Filipino nurses have been recognized the world over as some of the best in their field, owing to the fact that Filipinos are naturally caring.
However, not all nursing students end up pursuing a career as a nurse—no matter how “lucrative” the pay may be once you make it outside of Philippine air space.
Some end up creating gaming videos for a living—like popular gaming content creator Gian Lois Concepcion, better known as GLOCO Gaming. Not every nursing graduate, though, is presented with a similar opportunity.
Take Ann Uy. She a human resources officer at a company in Metro Manila.
Yes, her current profile photo shows her as a nurse—complete with a stethoscope—but she no longer works as a nurse.
In her profile picture description, Ann says she has been peppered by the usual career-related questions as a nursing graduate, which includes why she isn’t a nurse at this moment.
Ann’s tell-all post sums up her journey.
JoKoy was right.
Ann’s journey starts off the same as possibly many Filipino nurse out there: she was told by her parents that nursing is a good degree to have because you’ll make a lot of money as a nurse.
Yes, kind of what stand-up comedian JoKoy said in one of his skits.
She would later learn to love the degree she took up. She said she’s fond of anatomy and physiology—lessons from which Ann says will remain with her for the rest of her life. She did, however, say she did not take as well to pathophysiology.
She would pass the board exam in 2015 and become a registered nurse the year after.
However, things started going south after applying for her first job.
Ann walked out from the first hospital she applied for as a nurse not as a nurse, but as an applicant.
During the application, the human resources officer she spoke to told her that she would need to undergo further training at their hospital. “You’ll be a trainee here for six months to one year.”She was also told there was a training fee she’d have to pay.
Things didn’t get better when she was told how much she would make in a month. “You’ll be paid P8,000 per month.”
Her reason for turning down the “offer”? All the time and money her family has spent just to put her through nursing school.
“My family spent five years and a lot of money just to help me get my degree. I should be helping them now that I’m a registered nurse—but I can’t.”
Since then, she’s taken a route that most registered nurses seem to take. She took a job as a call center agent to save up money so she can then practice her profession.

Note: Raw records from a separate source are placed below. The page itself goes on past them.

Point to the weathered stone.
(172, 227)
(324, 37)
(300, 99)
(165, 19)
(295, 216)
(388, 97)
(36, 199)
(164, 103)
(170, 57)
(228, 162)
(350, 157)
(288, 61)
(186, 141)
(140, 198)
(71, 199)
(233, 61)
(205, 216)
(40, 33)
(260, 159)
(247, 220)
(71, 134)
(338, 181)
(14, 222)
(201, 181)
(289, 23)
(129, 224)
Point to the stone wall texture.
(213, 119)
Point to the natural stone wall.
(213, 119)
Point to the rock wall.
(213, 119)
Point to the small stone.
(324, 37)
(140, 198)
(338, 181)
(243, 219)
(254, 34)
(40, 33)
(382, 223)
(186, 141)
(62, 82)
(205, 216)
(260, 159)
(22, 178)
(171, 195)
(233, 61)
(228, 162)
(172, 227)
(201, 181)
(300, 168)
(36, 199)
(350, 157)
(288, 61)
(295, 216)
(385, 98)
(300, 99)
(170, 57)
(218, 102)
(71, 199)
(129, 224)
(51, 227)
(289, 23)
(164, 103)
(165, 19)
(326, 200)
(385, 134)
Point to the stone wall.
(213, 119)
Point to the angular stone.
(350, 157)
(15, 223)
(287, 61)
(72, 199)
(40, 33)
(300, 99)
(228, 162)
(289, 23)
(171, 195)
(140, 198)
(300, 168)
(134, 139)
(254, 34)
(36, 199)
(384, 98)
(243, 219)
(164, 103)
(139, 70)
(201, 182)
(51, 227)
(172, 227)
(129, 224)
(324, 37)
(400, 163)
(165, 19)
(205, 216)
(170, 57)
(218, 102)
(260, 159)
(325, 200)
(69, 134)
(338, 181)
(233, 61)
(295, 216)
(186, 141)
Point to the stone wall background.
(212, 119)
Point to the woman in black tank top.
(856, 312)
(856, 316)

She would eventually be a nurse, though not in the hospital like she was expecting. “I’ve worked as a nurse for a construction company, in rehab, and in human resources.”

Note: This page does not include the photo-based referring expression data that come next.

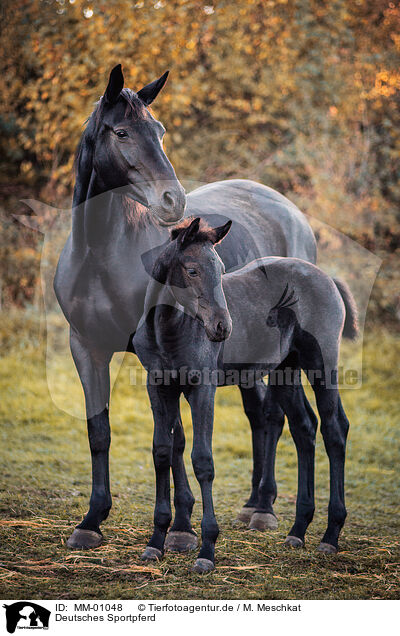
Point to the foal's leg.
(303, 426)
(165, 406)
(253, 403)
(334, 429)
(201, 400)
(95, 380)
(181, 536)
(263, 517)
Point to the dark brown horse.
(190, 310)
(126, 193)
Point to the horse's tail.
(350, 328)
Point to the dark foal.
(183, 343)
(126, 193)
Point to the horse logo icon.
(26, 615)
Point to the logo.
(26, 615)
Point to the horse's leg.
(201, 400)
(253, 404)
(263, 517)
(181, 536)
(95, 380)
(165, 406)
(334, 429)
(303, 426)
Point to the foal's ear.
(160, 271)
(148, 93)
(115, 85)
(220, 232)
(187, 235)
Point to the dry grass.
(45, 477)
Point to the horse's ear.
(148, 93)
(187, 235)
(115, 85)
(219, 233)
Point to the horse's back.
(265, 222)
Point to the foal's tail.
(350, 329)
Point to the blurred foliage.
(301, 95)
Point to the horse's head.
(122, 143)
(192, 269)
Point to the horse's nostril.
(168, 200)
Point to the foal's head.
(192, 269)
(122, 143)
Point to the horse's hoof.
(180, 541)
(293, 542)
(263, 521)
(327, 548)
(151, 554)
(245, 515)
(82, 539)
(202, 566)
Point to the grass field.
(45, 480)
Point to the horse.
(196, 319)
(125, 198)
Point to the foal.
(284, 315)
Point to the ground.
(45, 480)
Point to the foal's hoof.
(263, 521)
(293, 542)
(327, 548)
(151, 554)
(202, 566)
(180, 541)
(245, 515)
(82, 539)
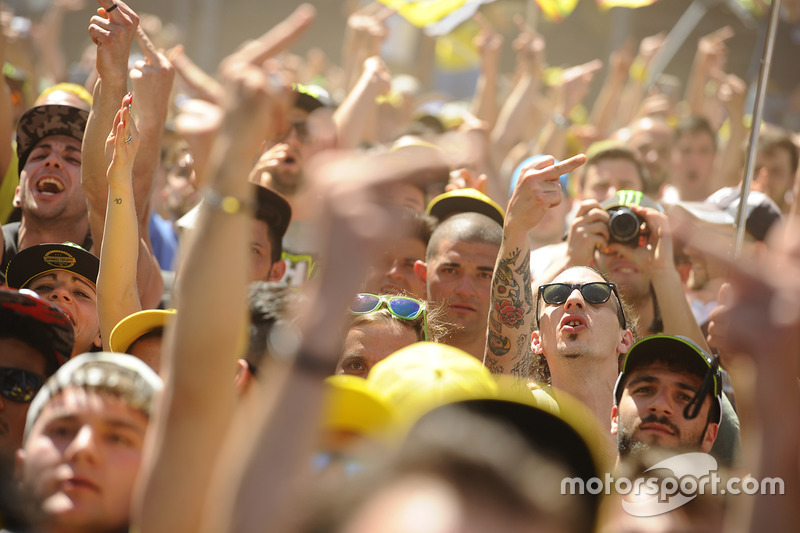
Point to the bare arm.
(756, 328)
(730, 160)
(676, 314)
(201, 350)
(605, 110)
(515, 113)
(489, 44)
(511, 319)
(117, 295)
(113, 33)
(358, 109)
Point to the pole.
(758, 111)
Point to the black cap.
(273, 209)
(675, 348)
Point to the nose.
(394, 270)
(83, 446)
(60, 293)
(575, 301)
(465, 287)
(661, 403)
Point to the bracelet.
(638, 72)
(228, 204)
(561, 121)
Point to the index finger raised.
(147, 46)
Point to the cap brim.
(465, 201)
(134, 326)
(42, 258)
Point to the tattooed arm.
(508, 345)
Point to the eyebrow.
(84, 282)
(654, 379)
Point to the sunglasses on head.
(19, 385)
(402, 307)
(595, 292)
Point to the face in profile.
(77, 297)
(650, 412)
(79, 463)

She doesn’t regret the journey she’s taken. “Now, I work as a human resource officer and I’m loving every aspect of HR. I still deal with people like the patients I had before—just not the dying kind.”
She does, however, miss being a nurse.
She misses the feeling she gets when people tell her how much they appreciate her taking care of them. “I miss that satisfying feeling every time I see patients discharged from the hospital.”

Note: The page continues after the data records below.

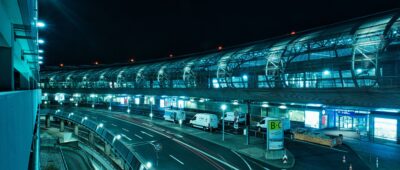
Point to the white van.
(204, 120)
(262, 124)
(174, 115)
(230, 117)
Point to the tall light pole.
(223, 108)
(151, 107)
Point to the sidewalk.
(388, 154)
(237, 143)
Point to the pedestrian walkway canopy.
(360, 53)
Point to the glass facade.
(385, 128)
(355, 54)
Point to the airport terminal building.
(343, 76)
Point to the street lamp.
(148, 165)
(223, 108)
(99, 126)
(40, 24)
(83, 119)
(117, 137)
(151, 107)
(41, 41)
(129, 105)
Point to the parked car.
(262, 124)
(204, 120)
(230, 117)
(174, 115)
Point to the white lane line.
(204, 153)
(326, 147)
(138, 136)
(243, 160)
(176, 159)
(196, 133)
(146, 134)
(126, 137)
(178, 141)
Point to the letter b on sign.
(275, 125)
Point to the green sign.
(274, 125)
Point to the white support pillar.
(62, 126)
(76, 130)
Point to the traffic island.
(281, 159)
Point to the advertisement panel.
(312, 119)
(385, 128)
(275, 134)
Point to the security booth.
(385, 126)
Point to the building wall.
(19, 96)
(18, 113)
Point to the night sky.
(80, 32)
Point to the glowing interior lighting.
(40, 24)
(244, 77)
(223, 107)
(282, 107)
(148, 165)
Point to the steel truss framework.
(362, 53)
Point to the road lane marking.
(204, 153)
(126, 137)
(242, 160)
(138, 136)
(322, 146)
(176, 159)
(178, 141)
(146, 134)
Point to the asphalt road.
(185, 151)
(178, 150)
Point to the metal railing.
(129, 157)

She also misses being in the operating room, assisting and working beside some of the best doctors she has ever seen.
“Saludi at hanga ako sa mga passionate nurses diyan. May inggit ako ng very very light lang naman.”
The plight of nurses in the Philippines
Ann’s story as a nurse is just one of the many instances showing how tough it is to be a nurse in the Philippines—a fact now highlighted by the pandemic.
The government, led by the Department of Health (DOH), has sent out a massive call to all registered nurses in the country. The battle cry: we need your help.
Ann hasn’t escaped the call. She didn’t answer it, but she shared the offered and the working conditions she would be in.
“I have been contacted by both private and public hospitals. Someone even offered me P5,000 per day as a private duty nurse.” The catch: she needs to watch over a 60-year-old COVID-19 positive patient in the hospital.
Offers like these highlight the severe lack of value placed on nurses and nursing graduates in the country.
She hopes that in time, Filipino nurses would choose to work in a local hospital—but only if these benefits and policies are implemented: (1) above minimum basic pay for starting nurses, (2) monthly or daily hazard pay, (3) health and death insurance from the government, and (4) overtime pay.
“Yes, there are shifting schedules, but you won’t be able to do everything you need to do during your shift for all of your patients—not when one nurse is usually assigned to 40 patients,” she added.
Ann is but one of many nurses in the country that aim to fly overseas even if they do not want to. Hopefully, this pandemic has taught not just the government but Filipinos in general about how much we need nurses here in the country.